RE:RE:Response on 1b pace. More clinics?I am sure with your knowledge and perseverance your wife is getting the absolute best care and options she can. Sincere hopes that the ones you've identified bring the results eveyone would want.
I am a friend-once-removed from one of the original Doctors that started Florida Cancer Specialists, one of the largest treatment and research groups throughout the state with 100 locations. He founded it with 2 other people back in the late 80's. It was a fairly small outfit and while they did well, it wasn't until the last 15 years or so when very, very expensive drugs came in to the mix that they literally started minting money. It became far more profitable than what any of them expected. The friend we have in common is an eye surgeon with a multi-office practice in the Carolinas. He's jealous of that model and hopes some day there are expensive drugs to administer for various eye diseases but there really aren't. It showed me what a difference between a specialty with loads of expensive drugs and one with just surgery and not many drugs --but the same effort! So you are right, the money is so large and thrown around that profits can certainly get in the way of advice for some doctors, but probably not all.
You're advice is right for THTX though -- open way more centers so you don't have the delays you had in dosage part of trial.
By the way, if THTX reads this, Florida Cancer Specialists is large in the drug trial space so if you need my contact, happy to provide it to you.
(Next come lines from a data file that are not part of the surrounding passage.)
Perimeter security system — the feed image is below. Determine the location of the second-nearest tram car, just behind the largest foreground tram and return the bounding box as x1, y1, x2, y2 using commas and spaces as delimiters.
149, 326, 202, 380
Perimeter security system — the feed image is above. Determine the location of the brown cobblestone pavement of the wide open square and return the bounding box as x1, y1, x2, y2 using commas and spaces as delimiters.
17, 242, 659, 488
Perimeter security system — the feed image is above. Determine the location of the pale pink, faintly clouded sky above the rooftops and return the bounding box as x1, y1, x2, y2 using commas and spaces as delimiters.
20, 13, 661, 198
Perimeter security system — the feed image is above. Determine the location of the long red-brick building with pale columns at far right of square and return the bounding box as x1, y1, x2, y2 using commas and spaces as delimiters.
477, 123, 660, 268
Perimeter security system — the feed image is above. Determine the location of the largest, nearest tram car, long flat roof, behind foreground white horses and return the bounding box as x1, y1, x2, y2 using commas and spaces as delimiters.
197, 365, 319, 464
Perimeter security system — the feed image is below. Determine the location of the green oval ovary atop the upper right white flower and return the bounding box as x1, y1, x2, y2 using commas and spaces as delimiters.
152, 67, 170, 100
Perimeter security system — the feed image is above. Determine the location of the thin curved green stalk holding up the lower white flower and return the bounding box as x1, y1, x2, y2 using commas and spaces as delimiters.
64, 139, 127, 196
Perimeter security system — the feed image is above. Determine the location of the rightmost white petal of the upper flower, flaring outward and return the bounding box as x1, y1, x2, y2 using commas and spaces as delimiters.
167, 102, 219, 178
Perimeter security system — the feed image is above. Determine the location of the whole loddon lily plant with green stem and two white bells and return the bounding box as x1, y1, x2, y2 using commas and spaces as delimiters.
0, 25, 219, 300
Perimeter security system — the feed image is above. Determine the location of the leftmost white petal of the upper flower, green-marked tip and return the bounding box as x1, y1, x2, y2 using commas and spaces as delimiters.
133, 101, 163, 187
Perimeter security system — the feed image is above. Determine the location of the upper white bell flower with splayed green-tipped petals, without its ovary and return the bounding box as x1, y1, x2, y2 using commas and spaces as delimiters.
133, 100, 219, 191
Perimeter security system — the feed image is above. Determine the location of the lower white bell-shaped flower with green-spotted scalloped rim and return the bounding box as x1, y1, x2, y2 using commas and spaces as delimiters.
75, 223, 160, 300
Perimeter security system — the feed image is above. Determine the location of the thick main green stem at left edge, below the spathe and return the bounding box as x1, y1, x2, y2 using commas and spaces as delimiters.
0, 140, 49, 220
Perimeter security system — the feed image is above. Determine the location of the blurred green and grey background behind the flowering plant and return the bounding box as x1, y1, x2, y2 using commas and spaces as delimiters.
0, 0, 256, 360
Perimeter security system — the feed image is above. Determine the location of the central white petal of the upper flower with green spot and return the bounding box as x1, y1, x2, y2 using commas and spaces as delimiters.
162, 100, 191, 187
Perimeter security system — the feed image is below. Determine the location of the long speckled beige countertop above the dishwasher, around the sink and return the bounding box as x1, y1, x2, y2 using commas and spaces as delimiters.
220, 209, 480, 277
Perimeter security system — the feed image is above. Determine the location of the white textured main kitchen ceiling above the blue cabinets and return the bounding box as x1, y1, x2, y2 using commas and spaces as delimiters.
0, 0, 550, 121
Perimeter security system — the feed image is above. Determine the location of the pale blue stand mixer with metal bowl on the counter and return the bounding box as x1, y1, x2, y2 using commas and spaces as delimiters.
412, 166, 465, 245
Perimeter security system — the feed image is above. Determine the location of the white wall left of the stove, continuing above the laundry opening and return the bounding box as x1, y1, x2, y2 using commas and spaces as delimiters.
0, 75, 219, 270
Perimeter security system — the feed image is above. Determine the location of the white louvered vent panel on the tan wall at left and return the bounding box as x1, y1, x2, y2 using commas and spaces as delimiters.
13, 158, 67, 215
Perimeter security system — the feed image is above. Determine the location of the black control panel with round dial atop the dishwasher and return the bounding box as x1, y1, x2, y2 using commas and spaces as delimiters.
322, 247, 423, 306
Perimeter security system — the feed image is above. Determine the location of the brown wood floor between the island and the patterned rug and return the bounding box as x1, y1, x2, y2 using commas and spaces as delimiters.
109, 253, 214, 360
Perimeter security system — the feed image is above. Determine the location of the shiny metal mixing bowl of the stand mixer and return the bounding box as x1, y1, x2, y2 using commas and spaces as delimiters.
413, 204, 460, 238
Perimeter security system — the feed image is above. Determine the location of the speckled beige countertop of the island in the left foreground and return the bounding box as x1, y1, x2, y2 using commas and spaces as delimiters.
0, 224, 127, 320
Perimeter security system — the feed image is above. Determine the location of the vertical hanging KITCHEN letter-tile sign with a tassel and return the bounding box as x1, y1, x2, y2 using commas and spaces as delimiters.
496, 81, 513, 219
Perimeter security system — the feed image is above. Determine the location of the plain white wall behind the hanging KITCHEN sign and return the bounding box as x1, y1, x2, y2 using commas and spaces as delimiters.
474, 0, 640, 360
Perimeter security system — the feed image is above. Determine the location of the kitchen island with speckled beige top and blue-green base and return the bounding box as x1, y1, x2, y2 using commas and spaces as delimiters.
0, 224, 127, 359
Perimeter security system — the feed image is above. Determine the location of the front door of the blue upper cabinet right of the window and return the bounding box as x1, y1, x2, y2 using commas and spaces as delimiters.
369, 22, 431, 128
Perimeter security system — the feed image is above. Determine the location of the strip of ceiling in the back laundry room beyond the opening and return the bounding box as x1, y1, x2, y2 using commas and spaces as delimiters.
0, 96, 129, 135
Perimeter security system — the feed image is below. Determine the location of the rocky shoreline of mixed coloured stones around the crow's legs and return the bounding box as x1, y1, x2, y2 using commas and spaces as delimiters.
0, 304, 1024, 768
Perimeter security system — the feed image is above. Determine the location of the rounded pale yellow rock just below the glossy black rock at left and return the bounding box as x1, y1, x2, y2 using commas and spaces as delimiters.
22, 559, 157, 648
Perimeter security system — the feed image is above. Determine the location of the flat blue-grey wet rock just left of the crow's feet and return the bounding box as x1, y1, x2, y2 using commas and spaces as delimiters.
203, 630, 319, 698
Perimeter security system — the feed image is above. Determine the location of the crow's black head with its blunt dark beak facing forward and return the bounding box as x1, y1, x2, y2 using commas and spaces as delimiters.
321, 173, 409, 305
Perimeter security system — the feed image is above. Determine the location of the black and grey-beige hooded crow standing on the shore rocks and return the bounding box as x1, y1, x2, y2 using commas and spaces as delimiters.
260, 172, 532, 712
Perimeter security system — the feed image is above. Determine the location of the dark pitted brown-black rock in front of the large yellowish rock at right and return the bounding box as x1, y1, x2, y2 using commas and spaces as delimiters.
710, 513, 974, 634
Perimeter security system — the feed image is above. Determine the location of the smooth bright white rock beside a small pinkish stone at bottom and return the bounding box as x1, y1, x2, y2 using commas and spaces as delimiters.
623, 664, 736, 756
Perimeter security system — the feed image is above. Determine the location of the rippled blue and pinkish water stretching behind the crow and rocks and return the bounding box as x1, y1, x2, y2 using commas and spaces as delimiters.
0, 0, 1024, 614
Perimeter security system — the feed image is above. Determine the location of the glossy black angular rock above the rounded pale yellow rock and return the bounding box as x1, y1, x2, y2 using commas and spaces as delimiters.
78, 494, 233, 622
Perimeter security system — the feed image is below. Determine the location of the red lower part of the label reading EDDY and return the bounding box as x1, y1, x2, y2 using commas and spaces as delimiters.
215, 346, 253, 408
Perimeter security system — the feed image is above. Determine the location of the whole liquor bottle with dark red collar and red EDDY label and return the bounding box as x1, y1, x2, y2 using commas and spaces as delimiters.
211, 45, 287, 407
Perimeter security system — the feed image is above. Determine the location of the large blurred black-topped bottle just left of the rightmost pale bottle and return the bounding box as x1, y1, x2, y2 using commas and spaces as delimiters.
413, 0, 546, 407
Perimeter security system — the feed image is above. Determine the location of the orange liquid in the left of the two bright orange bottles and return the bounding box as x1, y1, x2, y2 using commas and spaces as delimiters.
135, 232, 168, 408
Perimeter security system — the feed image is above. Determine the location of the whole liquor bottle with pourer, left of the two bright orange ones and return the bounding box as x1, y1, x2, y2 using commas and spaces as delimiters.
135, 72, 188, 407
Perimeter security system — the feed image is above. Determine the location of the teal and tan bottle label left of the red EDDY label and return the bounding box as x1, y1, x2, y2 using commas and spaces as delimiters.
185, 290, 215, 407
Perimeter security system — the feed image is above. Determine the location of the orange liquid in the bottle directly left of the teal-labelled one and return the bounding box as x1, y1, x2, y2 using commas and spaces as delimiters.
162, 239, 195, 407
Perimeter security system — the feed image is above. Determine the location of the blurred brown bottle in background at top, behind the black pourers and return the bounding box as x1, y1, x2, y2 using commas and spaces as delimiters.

He's a big wig down there..and, yes, I have provided him with the latest research paper that was published on TH1902. Still waiting for feedback. He's a busy man!
juniper88 wrote: We assume that doctors are good and honorable people. Having dealt with oncologist for just over 4 years now I now sadly know this assumption is far from the truth. My wife relapses and doesn't have many options. She was referred to a Phase I oncologist. He presented 1 trial as an options (his pet trial). I had done my homework and presented several. He said none of them were recruiting patients. So, I contacted the sponsors and yes they are still recruiting at the cancer center my wife is at. The doctors have all the power and the sponsors are deathly afraid of them, with good reason. So, my advice to THTX, open as many sites as you can.
Wino115 wrote: Responding to the question on how long a 1b could drag on, while I have no answer and everything seems to be longer, I do notice that it's about 50/50 between much larger 1a/1b number of study locations according to a sample from MD Anderson site and looking at their clinicalgov site. I'm counting "larger" as >10 study locations.
Some have a lot and they're small companies. Here's one for Five Prime Therapeutics and they have 18 sites, with some in Korea
https://clinicaltrials.gov/ct2/show/NCT03514121
There's too many for me to really see what the averages are. I looked at just the docetaxol ones and you get guys like AbbVie with 35 locations around the world, all recruiting now. There's also a Pfizer one with 35 sites in US with about half recruiting.
I don't know their plans or what budget issues are, but I would hope they expand from the current 5 study sites, with only 4 recruiting. They probably need to double or triple the study sites for 1b, and then double again for 2 and beyond depending on the plan.
As pointed out, showing the clinics you have a highly interesting and potentially highly effective treatment would make that easy. If not, could be hard. Time is of the essence, so the more study sites, the quicker the data collection goes. Crank it up if you need to. That could be one of the major ATM functions -- expanding study sites.